Bu ülkede köşe yazarlığı yapmak için Gabriel García Márquez olmak lazım. Márquez ile Aziz Nesin karışımı olmak daha da iyi.
Çünkü gerçeküstü bir ülke burası.
Mantık kuralları, gerçekçilik. Eski Yunan filozoflarından başlayarak “nasıl yaşamalıyız, nasıl yönetmeliyiz” sorularının cevaplarıyla yoğrula yoğrula ortaya çıkmış etik kuralları ve demokrasi. Bunlar bizim ülkemizde egemen değildir.
Dün Dünya gazetesinde Dünya Türk Girişimcileri Konseyi ile ilgili haberi okuduktan sonra bunlar bir daha aklımdan geçti.
Dış Ekonomik İlişkiler Kurulu (DEİK) bünyesinde kurulan konseyde 47 ülkeden 200’ü aşkın Türk işadamı bir araya gelmiş. Amaçları “Türkiye’nin dünyada etkinliğini ve imajını yükseltecek hedefler belirlemek”miş.
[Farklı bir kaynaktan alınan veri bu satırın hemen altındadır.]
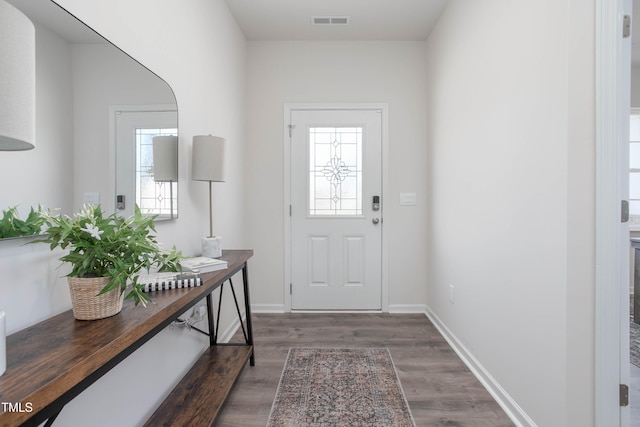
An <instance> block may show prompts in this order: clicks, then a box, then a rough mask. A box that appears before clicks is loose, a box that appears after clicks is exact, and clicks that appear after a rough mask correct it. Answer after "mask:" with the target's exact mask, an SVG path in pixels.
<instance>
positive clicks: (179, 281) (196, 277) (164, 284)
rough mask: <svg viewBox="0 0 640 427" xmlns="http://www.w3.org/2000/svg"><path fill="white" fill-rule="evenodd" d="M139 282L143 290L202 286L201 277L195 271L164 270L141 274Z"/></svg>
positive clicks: (150, 290) (182, 287)
mask: <svg viewBox="0 0 640 427" xmlns="http://www.w3.org/2000/svg"><path fill="white" fill-rule="evenodd" d="M138 284H139V285H142V286H143V288H142V291H143V292H153V291H162V290H165V289H181V288H193V287H195V286H200V285H201V284H202V283H201V282H200V277H198V275H197V274H193V273H186V274H185V273H176V272H162V273H150V274H141V275H140V276H139V277H138Z"/></svg>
Rifat Hisarcıklıoğlu, Muhtar Kent, Cem Kozlu, Ferit Şahenk, Arzuhan Doğan Yalçındağ, Rona Yırcalı gibi süper iş adamı ve kadınlarını tanıdım Dünya’daki fotoğrafta.
Bu süper girişimciler kendilerine süper bir de hedef de koymuşlar: Türkiye’yi “dünyanın en büyük on ekonomisinden biri haline getirmek.”
Gerçeküstülükten ne kastettiğimi anladınız mı?
Tarihinin en büyük on krizinden birini çıkarmanın eşiğinde olan bir Ankara ile dünyanın en büyük on ekonomisinden biri nasıl yaratılır?
Beni yanlış anlamayın.
Türk girişimcilerin yeteneklerinden şüphem yok. Ama işleri zor çünkü dışarıda rakipleriyle, içeride zorluk çıkarıcı bürokratlarla ve kriz bağımlısı politikacılarla mücadele etmek zorundadırlar.
Etkin bir iç ortam olmadan ne en büyük 10 ekonomiden biri olunur, ne araştırma ve geliştirmeye dayalı yenilikçi bir ekonomik model kurulur, ne “en az üç sektörde” dünya lideri olunur, ne 500 milyar ihracat yapılır, ne de dünyada tanınan on marka üretilir. Çünkü:
Özel sektör kaslıdır
Ankara paslıdır
Özel sektör rüya görür
Ankara uyur
Özel sektör koşar
Ankara çelme atar
Özel sektör globaldir
Ankara vebaldir
Özel sektör çalışır
Ankara karışır
Özel sektör kârdır
Ankara rant
Özel sektör vergi öder
Ankara yer
Özel sektör arzdır
Ankara talep
Özel sektör oynar
Ankara çalar
Özel sektör besteler
Ankara desteler
Özel sektör asidir
Ankara bürokrasidir
Özel sektör batıdır,
Ankara katıdır
İşte böyle. Sonunda rap’çi de olduk. Yakında başımda oturak, elimde tahta kılıçla dolaşacağım. Ve galiba tek başıma değil.